Le double brin d'ADN opposé est ouvert afin que les deux bases ne soient plus connectées l'une à l'autre. Chaque côté de la main courante ou de la base est maintenant lu par différentes enzymes et complété par la base complémentaire comprenant la main courante. Cela crée deux doubles brins d'ADN identiques qui sont répartis entre les deux cellules filles.
Transcription:
Tout comme la réplication, la transcription a également lieu dans le noyau. L'objectif est de réécrire le code de base de l'ADN dans un ARNm (acide ribonucléique messager). La thymine est remplacée par l'uracile et les parties de l'ADN qui ne codent pas pour les protéines, semblables à un espace, sont découpées. En conséquence, l'ARNm, qui est maintenant transporté hors du noyau cellulaire, est considérablement plus court que l'ADN et n'a qu'un seul brin.
Traduction:
Si l'ARNm est maintenant arrivé dans l'espace cellulaire, la clé est lue à partir des bases. Ce processus a lieu sur les ribosomes. Trois bases (Triplet de base) donnent le code d'un acide aminé. Un total de 20 acides aminés différents sont utilisés. Une fois l'ARNm lu, le brin d'acides aminés donne une protéine qui est soit utilisée dans la cellule elle-même, soit envoyée à l'organe cible.
Mutations:
Lors de la multiplication et de la lecture de l'ADN, des erreurs plus ou moins graves peuvent survenir. Dans une cellule, il y a environ 10 000 à 1 000 000 de dommages par jour, qui peuvent généralement être réparés par des enzymes de réparation, de sorte que les erreurs n'ont aucun effet sur la cellule.
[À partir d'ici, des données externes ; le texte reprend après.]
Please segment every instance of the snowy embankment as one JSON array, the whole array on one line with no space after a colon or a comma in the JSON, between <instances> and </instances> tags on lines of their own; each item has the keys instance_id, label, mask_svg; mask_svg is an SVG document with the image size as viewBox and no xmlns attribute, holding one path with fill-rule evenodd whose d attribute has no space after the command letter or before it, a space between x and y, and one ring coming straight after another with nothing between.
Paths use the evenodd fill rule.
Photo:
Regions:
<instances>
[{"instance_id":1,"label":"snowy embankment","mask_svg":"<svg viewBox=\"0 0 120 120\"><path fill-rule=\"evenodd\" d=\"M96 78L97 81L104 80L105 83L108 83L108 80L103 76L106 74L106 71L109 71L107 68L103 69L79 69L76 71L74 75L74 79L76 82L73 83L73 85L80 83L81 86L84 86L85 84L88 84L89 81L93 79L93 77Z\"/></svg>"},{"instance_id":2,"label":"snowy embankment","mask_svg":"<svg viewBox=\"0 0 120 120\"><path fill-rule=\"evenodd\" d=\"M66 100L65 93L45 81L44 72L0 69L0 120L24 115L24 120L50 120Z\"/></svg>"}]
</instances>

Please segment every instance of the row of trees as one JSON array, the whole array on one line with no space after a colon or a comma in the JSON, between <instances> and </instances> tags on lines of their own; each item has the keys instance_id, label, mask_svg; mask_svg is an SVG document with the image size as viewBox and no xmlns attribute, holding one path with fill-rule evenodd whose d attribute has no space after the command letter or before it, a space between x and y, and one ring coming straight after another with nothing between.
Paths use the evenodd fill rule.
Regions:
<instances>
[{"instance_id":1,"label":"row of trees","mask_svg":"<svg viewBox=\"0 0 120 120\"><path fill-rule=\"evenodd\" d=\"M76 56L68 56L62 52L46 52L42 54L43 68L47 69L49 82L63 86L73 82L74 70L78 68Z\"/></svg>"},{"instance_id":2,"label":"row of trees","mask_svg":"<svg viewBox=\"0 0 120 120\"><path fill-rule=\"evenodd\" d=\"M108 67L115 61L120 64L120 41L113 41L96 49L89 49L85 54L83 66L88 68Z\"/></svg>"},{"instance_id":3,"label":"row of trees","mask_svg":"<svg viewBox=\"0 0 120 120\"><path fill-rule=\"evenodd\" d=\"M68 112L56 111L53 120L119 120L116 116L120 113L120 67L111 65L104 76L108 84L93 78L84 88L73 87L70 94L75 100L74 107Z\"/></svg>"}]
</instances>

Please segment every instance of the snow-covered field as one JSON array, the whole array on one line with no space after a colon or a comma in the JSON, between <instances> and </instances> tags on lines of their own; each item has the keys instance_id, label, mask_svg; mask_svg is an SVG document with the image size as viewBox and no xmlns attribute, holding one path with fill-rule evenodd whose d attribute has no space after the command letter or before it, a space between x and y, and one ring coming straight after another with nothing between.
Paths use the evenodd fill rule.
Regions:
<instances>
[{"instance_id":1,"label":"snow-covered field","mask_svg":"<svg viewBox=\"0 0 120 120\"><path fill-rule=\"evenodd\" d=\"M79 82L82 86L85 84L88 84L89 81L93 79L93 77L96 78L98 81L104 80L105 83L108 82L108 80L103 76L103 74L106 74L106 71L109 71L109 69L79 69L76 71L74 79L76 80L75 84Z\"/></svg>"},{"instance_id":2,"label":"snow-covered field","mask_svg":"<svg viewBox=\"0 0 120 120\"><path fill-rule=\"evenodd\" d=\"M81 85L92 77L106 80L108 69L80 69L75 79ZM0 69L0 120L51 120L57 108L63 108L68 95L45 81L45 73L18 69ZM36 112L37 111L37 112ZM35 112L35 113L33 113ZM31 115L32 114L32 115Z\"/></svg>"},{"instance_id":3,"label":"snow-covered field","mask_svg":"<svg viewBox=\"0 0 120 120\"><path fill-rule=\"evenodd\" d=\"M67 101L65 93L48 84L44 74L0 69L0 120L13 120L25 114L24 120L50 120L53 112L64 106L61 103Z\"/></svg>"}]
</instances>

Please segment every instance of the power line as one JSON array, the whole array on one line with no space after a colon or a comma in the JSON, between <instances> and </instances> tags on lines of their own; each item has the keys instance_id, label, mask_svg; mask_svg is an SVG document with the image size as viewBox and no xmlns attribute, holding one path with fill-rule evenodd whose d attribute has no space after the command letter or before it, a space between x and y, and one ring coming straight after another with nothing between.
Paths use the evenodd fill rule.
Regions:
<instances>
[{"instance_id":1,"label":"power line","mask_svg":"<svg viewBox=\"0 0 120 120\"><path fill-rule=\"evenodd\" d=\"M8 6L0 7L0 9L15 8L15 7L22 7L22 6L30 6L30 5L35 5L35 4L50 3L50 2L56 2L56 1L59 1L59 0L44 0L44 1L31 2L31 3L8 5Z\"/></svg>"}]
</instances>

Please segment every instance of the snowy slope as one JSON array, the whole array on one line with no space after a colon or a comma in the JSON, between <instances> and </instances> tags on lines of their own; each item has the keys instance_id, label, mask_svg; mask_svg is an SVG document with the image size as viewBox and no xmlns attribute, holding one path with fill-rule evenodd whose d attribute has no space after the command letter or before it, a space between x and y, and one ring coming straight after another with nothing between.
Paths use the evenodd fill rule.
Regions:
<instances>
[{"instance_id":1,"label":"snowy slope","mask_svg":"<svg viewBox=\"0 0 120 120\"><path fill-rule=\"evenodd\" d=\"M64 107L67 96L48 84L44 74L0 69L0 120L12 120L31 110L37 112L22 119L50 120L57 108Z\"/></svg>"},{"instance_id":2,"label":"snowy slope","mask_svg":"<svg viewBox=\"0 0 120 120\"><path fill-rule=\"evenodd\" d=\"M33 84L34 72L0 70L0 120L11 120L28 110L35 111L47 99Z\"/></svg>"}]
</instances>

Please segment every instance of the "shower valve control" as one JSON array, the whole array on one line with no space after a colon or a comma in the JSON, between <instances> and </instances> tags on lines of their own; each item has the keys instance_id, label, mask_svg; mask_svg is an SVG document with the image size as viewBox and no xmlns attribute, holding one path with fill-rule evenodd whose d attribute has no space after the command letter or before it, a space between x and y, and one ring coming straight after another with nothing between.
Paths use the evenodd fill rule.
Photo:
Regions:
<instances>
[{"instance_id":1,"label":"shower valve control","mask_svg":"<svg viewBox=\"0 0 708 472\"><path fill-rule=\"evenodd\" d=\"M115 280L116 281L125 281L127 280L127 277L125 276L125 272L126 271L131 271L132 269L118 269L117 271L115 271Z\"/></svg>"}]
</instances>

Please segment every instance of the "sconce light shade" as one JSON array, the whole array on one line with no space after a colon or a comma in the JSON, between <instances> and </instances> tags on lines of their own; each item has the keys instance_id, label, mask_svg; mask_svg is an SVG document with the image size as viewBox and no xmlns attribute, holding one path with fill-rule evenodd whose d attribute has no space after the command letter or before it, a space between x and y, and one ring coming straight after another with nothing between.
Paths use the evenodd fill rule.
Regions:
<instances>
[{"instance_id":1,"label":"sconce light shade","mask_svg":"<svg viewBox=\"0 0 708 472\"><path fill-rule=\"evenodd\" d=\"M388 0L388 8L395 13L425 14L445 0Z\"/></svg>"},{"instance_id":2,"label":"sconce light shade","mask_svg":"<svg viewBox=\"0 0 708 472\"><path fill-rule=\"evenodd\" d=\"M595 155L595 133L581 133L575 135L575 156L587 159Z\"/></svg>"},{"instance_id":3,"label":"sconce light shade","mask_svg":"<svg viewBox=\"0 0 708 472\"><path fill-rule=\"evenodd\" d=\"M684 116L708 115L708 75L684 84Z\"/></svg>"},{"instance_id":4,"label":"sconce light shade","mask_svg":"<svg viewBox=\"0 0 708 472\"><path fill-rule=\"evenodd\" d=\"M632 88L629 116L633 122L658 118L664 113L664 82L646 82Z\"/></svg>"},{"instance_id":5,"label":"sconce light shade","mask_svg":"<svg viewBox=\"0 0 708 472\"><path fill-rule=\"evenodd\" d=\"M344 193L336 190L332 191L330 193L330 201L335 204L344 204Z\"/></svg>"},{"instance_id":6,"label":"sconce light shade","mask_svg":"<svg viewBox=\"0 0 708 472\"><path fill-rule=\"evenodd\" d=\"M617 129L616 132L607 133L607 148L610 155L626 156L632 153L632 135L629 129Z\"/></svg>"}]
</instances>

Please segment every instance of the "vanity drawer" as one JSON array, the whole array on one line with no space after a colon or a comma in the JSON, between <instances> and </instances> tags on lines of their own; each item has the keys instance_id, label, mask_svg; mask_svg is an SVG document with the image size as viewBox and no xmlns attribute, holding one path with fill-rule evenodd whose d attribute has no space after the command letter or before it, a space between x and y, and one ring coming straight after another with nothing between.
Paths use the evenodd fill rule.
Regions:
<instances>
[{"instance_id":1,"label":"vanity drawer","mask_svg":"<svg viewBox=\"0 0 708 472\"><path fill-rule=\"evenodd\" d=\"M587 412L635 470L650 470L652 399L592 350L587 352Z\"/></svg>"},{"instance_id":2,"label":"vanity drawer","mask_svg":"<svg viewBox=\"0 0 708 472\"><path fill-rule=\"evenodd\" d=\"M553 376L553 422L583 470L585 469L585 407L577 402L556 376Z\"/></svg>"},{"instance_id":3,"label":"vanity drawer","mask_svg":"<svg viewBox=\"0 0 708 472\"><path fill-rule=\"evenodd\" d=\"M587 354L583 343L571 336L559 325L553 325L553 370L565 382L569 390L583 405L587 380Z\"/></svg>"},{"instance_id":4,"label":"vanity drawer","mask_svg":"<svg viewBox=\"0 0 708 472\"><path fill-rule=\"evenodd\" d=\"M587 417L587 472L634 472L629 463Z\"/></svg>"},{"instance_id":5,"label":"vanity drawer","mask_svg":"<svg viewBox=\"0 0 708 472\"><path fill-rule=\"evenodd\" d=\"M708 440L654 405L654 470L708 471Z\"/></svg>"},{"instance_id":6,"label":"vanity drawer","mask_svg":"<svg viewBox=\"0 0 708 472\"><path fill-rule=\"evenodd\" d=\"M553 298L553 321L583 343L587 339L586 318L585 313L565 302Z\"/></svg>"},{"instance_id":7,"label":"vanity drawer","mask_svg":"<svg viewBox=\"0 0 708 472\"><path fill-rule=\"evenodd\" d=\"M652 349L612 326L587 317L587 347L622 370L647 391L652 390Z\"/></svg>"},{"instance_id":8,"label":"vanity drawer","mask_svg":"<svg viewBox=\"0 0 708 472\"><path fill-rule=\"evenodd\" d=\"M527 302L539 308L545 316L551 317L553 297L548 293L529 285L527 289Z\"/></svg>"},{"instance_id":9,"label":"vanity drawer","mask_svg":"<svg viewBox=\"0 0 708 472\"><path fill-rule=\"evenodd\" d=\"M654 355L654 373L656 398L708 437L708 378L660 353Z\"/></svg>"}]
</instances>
Si le produit, c'est-à-dire la protéine, est inchangé malgré la mutation, alors il y a une mutation silencieuse. Cependant, si la protéine est modifiée, la maladie se développe souvent. Par exemple, le rayonnement UV (lumière du soleil) signifie que les dommages à une base de thymine ne peuvent pas être réparés. Le résultat peut être un cancer de la peau.
Cependant, les mutations ne doivent pas nécessairement être associées à une maladie. Vous pouvez également modifier l'organisme à son avantage. Les mutations sont une grande partie de l'évolution car les organismes ne peuvent s'adapter à leur environnement que sur le long terme grâce à des mutations.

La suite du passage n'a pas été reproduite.